China’s currency keeps sinking against the dollar.
Since Donald Trump won the U.S. presidential election last week, Beijing has allowed the yuan to tumble. The fall continued Tuesday, with one dollar buying around 6.86 yuan, the weakest the Chinese currency has been since the dark days of the global financial crisis in late 2008.
Trump’s victory has cast a deep shadow over the relationship between the world’s two largest economies. On the campaign trail, he threatened to impose tariffs of as much as 45% on Chinese goods and label Beijing a currency manipulator on his first day in the White House.
Hitting China with the currency manipulator tag is largely a symbolic move, but it could fuel tensions with Beijing and serve as the first step on a path toward introducing real penalties.
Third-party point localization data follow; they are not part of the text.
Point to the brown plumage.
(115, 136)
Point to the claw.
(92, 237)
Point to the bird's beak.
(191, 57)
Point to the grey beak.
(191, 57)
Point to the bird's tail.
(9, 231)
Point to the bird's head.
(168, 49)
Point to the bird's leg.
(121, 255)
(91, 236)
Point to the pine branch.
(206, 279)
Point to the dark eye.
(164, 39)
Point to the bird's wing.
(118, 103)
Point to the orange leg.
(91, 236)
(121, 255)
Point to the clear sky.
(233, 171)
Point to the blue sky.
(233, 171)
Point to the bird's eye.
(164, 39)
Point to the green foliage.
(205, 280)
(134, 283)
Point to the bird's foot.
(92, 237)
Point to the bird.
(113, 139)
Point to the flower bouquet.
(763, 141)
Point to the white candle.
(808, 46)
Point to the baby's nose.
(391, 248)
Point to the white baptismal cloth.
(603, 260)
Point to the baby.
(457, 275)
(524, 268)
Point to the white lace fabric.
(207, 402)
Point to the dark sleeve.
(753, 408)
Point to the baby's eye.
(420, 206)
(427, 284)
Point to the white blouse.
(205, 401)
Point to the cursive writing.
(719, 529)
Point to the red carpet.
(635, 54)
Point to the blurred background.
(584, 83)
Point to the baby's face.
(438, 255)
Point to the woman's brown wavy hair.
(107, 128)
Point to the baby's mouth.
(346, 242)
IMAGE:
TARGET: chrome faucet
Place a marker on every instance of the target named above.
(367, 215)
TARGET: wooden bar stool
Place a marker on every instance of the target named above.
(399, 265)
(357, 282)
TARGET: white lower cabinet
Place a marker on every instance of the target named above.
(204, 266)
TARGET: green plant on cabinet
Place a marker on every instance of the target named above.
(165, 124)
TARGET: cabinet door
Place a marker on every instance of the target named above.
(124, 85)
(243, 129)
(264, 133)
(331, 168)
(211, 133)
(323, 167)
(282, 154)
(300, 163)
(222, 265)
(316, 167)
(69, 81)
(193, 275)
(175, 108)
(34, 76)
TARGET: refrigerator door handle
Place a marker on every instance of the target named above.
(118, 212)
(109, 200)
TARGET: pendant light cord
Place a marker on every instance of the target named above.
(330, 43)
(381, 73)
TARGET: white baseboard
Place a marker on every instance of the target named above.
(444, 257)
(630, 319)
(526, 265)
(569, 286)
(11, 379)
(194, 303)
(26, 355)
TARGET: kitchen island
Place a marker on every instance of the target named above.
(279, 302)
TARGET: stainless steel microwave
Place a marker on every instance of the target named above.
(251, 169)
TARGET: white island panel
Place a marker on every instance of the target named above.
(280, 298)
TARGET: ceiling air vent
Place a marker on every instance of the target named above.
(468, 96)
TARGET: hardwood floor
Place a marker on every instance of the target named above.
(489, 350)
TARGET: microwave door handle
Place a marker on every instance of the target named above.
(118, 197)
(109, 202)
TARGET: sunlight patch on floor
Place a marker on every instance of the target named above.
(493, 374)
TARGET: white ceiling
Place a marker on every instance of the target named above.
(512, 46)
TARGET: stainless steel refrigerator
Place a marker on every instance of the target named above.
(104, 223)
The market impact of Trump’s win is already creating an immediate headache for the Chinese government. The U.S. dollar has surged against other currencies on expectations of a rate hike by the U.S. Federal Reserve next month and the potential for higher growth and inflation under Trump.
‘A fragile position’
Beijing doesn’t want the yuan “to follow the dollar up against all these currencies,” which makes Chinese exports less competitive, said Julian Evans-Pritchard, a China expert at Capital Economics. “The risk of course is that means letting the currency fall against the dollar. It’s quite a fragile position they’re in.”
If the yuan drops too sharply against the dollar, it could set off a repeat of the market panic in August 2015 and January 2016. It would also swell the flows of money pouring out of China’s slowing economy since last year.
More than $540 billion has left China so far this year, nearly 10% higher than during the same period in 2015, according to estimates from the Institute of International Finance. That in turn puts huge downward pressure on the yuan, which is also known as the renminbi.